We all have skeletons in our closets. We all have things in our past we are not proud of. We've all done questionable things. To dump this woman simply because she did this thing almost 10 years ago (before she even knew you I presume?) is absolutely juvenile, unfair and silly. What you should be asking yourself is: Do you have a good realtionship with her? Do you love her? Does she love you? Is she a great person? Is she your friend? Do you respect each other? And, of course, is she clean? These are the things that matter NOW, not what she did and didn't tell you about so long ago. Tha past is dead. Let it stay dead. It doesn't concern you, it never did. Dragging it around is very tiring and useless. Don't let it rule your future together. Don't judge her. If you can't rise above this bit of info about her and accept it as part of her experiences in life then maybe you should take a look inward and think about all the things you've ever done that you haven't exactly wanted to post on the 6 o'clock news. Then maybe you'll be a little more empathetic towards her. Oh yea... and the whole 'lie by omission' thing...I wouldn't really play that card because it's just not the right case for it. Not telling is not lying, it's just not telling. Now you know. Do what you will. If you can't get over it ... well.. then you've gotta do what's best for you, whatever that may be for you.
Even if she ISN'T STD free, I'd try to work it out. And pray that you didn't contract anything. Just because she has a history doesn't mean she hasn't changed. Continue to think of her without the history, if she is truly a great woman, go for it.

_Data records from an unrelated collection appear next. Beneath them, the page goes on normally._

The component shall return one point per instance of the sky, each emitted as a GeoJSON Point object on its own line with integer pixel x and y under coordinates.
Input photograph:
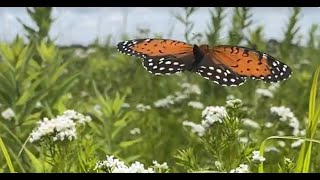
{"type": "Point", "coordinates": [81, 25]}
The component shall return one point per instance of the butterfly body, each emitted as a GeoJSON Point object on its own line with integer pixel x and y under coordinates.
{"type": "Point", "coordinates": [225, 65]}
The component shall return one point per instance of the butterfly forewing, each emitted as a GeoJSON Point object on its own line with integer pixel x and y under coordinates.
{"type": "Point", "coordinates": [225, 65]}
{"type": "Point", "coordinates": [248, 62]}
{"type": "Point", "coordinates": [160, 56]}
{"type": "Point", "coordinates": [218, 73]}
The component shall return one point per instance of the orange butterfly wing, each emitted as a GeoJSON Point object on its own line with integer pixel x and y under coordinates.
{"type": "Point", "coordinates": [160, 56]}
{"type": "Point", "coordinates": [251, 63]}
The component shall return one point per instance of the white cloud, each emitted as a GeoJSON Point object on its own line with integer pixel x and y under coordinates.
{"type": "Point", "coordinates": [83, 25]}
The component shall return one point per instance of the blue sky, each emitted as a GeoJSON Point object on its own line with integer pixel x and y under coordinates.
{"type": "Point", "coordinates": [81, 25]}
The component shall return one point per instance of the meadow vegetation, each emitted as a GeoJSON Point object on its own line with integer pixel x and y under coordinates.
{"type": "Point", "coordinates": [73, 109]}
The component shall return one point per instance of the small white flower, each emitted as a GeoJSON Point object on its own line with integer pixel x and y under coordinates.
{"type": "Point", "coordinates": [60, 128]}
{"type": "Point", "coordinates": [125, 105]}
{"type": "Point", "coordinates": [273, 87]}
{"type": "Point", "coordinates": [135, 131]}
{"type": "Point", "coordinates": [272, 148]}
{"type": "Point", "coordinates": [268, 124]}
{"type": "Point", "coordinates": [166, 102]}
{"type": "Point", "coordinates": [196, 104]}
{"type": "Point", "coordinates": [233, 103]}
{"type": "Point", "coordinates": [195, 128]}
{"type": "Point", "coordinates": [295, 124]}
{"type": "Point", "coordinates": [91, 50]}
{"type": "Point", "coordinates": [38, 104]}
{"type": "Point", "coordinates": [256, 157]}
{"type": "Point", "coordinates": [97, 108]}
{"type": "Point", "coordinates": [281, 133]}
{"type": "Point", "coordinates": [281, 143]}
{"type": "Point", "coordinates": [264, 93]}
{"type": "Point", "coordinates": [190, 88]}
{"type": "Point", "coordinates": [136, 167]}
{"type": "Point", "coordinates": [303, 132]}
{"type": "Point", "coordinates": [142, 107]}
{"type": "Point", "coordinates": [284, 113]}
{"type": "Point", "coordinates": [250, 123]}
{"type": "Point", "coordinates": [212, 114]}
{"type": "Point", "coordinates": [160, 166]}
{"type": "Point", "coordinates": [229, 97]}
{"type": "Point", "coordinates": [243, 168]}
{"type": "Point", "coordinates": [179, 97]}
{"type": "Point", "coordinates": [83, 94]}
{"type": "Point", "coordinates": [287, 160]}
{"type": "Point", "coordinates": [244, 139]}
{"type": "Point", "coordinates": [297, 143]}
{"type": "Point", "coordinates": [114, 165]}
{"type": "Point", "coordinates": [8, 114]}
{"type": "Point", "coordinates": [218, 164]}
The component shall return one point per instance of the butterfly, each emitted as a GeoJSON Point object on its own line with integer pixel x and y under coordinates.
{"type": "Point", "coordinates": [225, 65]}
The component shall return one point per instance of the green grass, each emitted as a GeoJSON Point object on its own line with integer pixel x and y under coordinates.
{"type": "Point", "coordinates": [136, 116]}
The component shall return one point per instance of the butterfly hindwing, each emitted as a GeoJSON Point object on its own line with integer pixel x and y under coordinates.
{"type": "Point", "coordinates": [218, 73]}
{"type": "Point", "coordinates": [251, 63]}
{"type": "Point", "coordinates": [160, 56]}
{"type": "Point", "coordinates": [225, 65]}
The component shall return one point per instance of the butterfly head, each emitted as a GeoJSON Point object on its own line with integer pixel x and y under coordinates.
{"type": "Point", "coordinates": [204, 48]}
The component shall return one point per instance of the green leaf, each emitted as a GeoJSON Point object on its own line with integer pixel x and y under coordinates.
{"type": "Point", "coordinates": [6, 155]}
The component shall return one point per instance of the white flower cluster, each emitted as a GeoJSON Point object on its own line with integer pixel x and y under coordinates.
{"type": "Point", "coordinates": [196, 105]}
{"type": "Point", "coordinates": [286, 115]}
{"type": "Point", "coordinates": [250, 123]}
{"type": "Point", "coordinates": [256, 157]}
{"type": "Point", "coordinates": [135, 131]}
{"type": "Point", "coordinates": [114, 165]}
{"type": "Point", "coordinates": [212, 114]}
{"type": "Point", "coordinates": [142, 107]}
{"type": "Point", "coordinates": [190, 88]}
{"type": "Point", "coordinates": [267, 92]}
{"type": "Point", "coordinates": [59, 128]}
{"type": "Point", "coordinates": [8, 114]}
{"type": "Point", "coordinates": [243, 168]}
{"type": "Point", "coordinates": [231, 103]}
{"type": "Point", "coordinates": [195, 128]}
{"type": "Point", "coordinates": [166, 102]}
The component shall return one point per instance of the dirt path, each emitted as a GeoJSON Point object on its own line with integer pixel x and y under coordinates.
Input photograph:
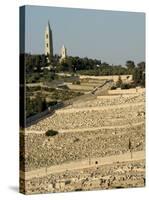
{"type": "Point", "coordinates": [82, 164]}
{"type": "Point", "coordinates": [101, 108]}
{"type": "Point", "coordinates": [86, 129]}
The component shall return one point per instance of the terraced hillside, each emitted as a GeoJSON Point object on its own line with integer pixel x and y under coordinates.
{"type": "Point", "coordinates": [88, 132]}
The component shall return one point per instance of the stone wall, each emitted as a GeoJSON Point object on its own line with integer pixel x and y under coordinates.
{"type": "Point", "coordinates": [127, 91]}
{"type": "Point", "coordinates": [124, 78]}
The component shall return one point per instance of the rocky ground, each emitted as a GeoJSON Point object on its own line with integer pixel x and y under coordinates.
{"type": "Point", "coordinates": [98, 127]}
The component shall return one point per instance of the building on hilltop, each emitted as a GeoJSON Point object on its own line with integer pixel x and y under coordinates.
{"type": "Point", "coordinates": [48, 42]}
{"type": "Point", "coordinates": [63, 53]}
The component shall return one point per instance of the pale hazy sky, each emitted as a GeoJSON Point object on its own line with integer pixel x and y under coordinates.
{"type": "Point", "coordinates": [112, 36]}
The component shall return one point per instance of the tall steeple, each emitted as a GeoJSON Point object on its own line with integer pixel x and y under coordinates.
{"type": "Point", "coordinates": [63, 53]}
{"type": "Point", "coordinates": [48, 42]}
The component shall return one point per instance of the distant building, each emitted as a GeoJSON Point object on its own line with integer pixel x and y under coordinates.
{"type": "Point", "coordinates": [63, 53]}
{"type": "Point", "coordinates": [48, 42]}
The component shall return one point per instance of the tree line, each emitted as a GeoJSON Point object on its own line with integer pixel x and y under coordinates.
{"type": "Point", "coordinates": [86, 66]}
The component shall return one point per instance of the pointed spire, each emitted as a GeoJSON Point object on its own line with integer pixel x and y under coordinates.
{"type": "Point", "coordinates": [49, 24]}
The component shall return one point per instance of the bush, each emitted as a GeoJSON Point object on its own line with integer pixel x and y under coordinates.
{"type": "Point", "coordinates": [51, 133]}
{"type": "Point", "coordinates": [113, 88]}
{"type": "Point", "coordinates": [125, 86]}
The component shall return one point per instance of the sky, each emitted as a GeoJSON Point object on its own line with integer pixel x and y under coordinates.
{"type": "Point", "coordinates": [110, 36]}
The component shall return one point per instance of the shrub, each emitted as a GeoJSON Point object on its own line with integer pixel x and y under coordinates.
{"type": "Point", "coordinates": [125, 86]}
{"type": "Point", "coordinates": [51, 133]}
{"type": "Point", "coordinates": [113, 88]}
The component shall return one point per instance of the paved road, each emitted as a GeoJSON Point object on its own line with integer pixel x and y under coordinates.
{"type": "Point", "coordinates": [82, 164]}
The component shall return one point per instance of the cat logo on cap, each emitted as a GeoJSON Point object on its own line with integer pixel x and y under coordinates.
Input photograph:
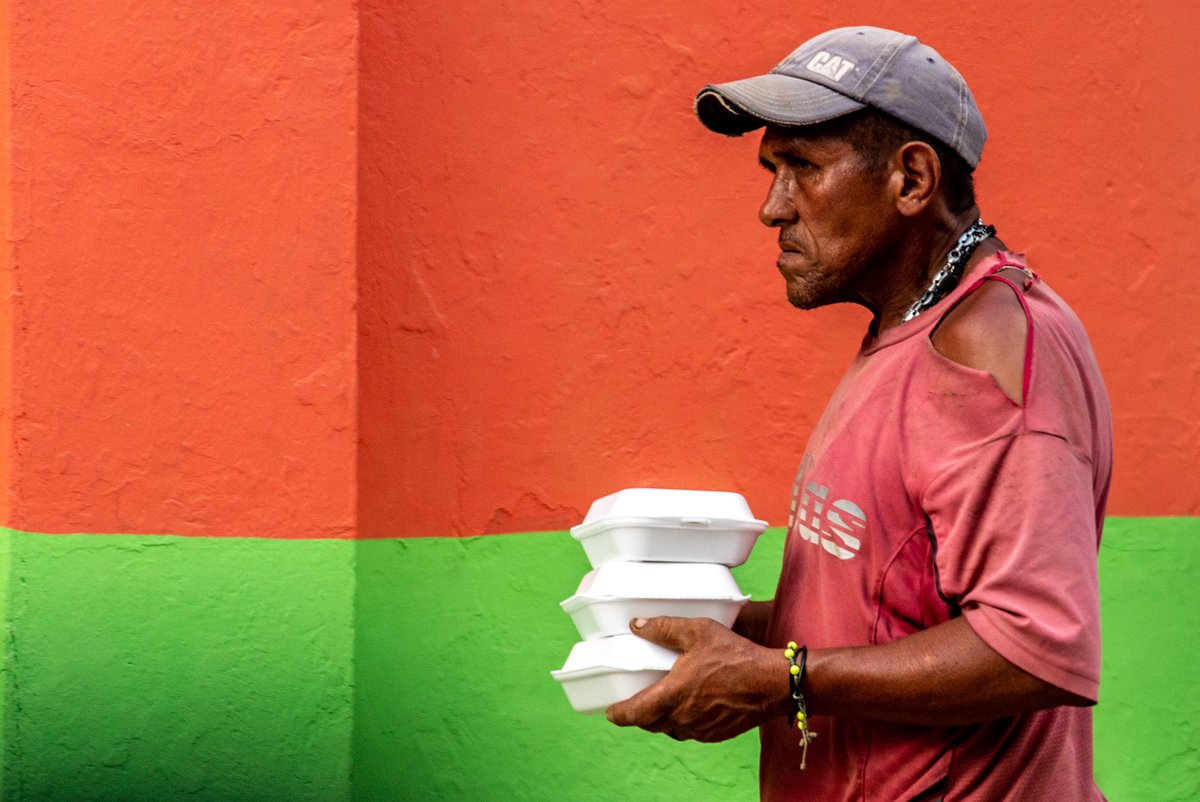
{"type": "Point", "coordinates": [831, 66]}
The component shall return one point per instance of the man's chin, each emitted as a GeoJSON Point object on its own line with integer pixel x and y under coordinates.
{"type": "Point", "coordinates": [801, 299]}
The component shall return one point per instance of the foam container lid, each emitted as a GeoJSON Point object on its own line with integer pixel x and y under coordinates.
{"type": "Point", "coordinates": [618, 652]}
{"type": "Point", "coordinates": [635, 580]}
{"type": "Point", "coordinates": [697, 508]}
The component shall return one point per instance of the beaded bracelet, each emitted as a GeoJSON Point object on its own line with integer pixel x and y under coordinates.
{"type": "Point", "coordinates": [796, 677]}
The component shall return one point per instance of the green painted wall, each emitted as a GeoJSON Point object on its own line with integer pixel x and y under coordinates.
{"type": "Point", "coordinates": [455, 701]}
{"type": "Point", "coordinates": [157, 669]}
{"type": "Point", "coordinates": [154, 669]}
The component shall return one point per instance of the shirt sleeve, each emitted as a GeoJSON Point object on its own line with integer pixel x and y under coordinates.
{"type": "Point", "coordinates": [1014, 526]}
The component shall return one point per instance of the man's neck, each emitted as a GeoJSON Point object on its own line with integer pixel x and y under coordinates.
{"type": "Point", "coordinates": [916, 262]}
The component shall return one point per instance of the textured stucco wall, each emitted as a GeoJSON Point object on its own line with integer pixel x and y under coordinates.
{"type": "Point", "coordinates": [183, 276]}
{"type": "Point", "coordinates": [564, 274]}
{"type": "Point", "coordinates": [473, 626]}
{"type": "Point", "coordinates": [154, 669]}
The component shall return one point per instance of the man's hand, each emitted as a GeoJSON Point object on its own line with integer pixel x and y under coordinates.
{"type": "Point", "coordinates": [721, 686]}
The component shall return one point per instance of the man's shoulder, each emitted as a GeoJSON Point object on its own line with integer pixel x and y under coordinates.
{"type": "Point", "coordinates": [988, 330]}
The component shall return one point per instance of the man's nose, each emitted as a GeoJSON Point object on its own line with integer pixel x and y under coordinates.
{"type": "Point", "coordinates": [777, 209]}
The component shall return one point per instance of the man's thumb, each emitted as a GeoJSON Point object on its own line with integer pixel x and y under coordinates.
{"type": "Point", "coordinates": [665, 630]}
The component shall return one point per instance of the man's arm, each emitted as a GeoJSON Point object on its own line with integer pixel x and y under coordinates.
{"type": "Point", "coordinates": [723, 684]}
{"type": "Point", "coordinates": [753, 620]}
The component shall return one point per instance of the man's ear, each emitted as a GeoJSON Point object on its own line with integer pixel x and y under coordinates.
{"type": "Point", "coordinates": [917, 173]}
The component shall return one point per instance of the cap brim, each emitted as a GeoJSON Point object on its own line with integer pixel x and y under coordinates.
{"type": "Point", "coordinates": [742, 106]}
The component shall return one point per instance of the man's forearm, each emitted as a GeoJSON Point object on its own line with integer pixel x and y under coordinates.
{"type": "Point", "coordinates": [943, 675]}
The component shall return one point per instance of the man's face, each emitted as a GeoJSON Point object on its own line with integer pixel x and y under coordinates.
{"type": "Point", "coordinates": [832, 213]}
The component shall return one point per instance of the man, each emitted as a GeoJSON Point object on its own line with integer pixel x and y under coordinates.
{"type": "Point", "coordinates": [939, 578]}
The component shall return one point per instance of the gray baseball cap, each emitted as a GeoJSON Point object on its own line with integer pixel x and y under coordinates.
{"type": "Point", "coordinates": [846, 70]}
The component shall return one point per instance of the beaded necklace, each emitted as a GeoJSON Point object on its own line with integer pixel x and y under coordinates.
{"type": "Point", "coordinates": [951, 271]}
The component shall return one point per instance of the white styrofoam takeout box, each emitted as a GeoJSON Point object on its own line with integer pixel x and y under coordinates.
{"type": "Point", "coordinates": [612, 594]}
{"type": "Point", "coordinates": [660, 525]}
{"type": "Point", "coordinates": [601, 672]}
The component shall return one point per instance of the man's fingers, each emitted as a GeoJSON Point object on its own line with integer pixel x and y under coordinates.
{"type": "Point", "coordinates": [645, 708]}
{"type": "Point", "coordinates": [673, 633]}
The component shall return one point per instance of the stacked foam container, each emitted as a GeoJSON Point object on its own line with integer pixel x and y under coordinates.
{"type": "Point", "coordinates": [653, 552]}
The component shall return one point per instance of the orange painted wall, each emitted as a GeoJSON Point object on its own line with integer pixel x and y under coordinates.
{"type": "Point", "coordinates": [5, 275]}
{"type": "Point", "coordinates": [564, 280]}
{"type": "Point", "coordinates": [184, 265]}
{"type": "Point", "coordinates": [461, 268]}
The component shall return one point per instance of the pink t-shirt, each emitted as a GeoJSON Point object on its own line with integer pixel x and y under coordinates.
{"type": "Point", "coordinates": [927, 492]}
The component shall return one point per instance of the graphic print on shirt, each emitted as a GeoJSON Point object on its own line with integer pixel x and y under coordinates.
{"type": "Point", "coordinates": [838, 525]}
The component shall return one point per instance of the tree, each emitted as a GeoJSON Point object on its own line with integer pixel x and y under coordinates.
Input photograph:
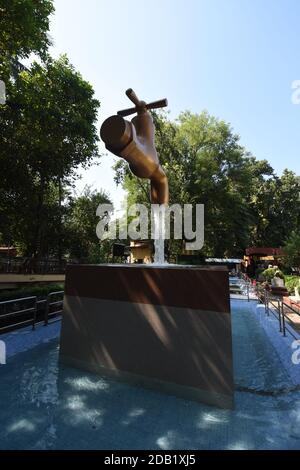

we all have a past, we all done good things and bad. experiences is what makes us who we are, so if you love this woman, the person she is now, you gotta love her with her past because all of that is what made her who she is now. Talk about it with her, she probably didnt do it for fun, get testted for STDs and that's about all i have to say.
well my feeling is, as long as she is clean (std free), you just have to accept it as something she did in the past. It is part of what made her the person that she is today.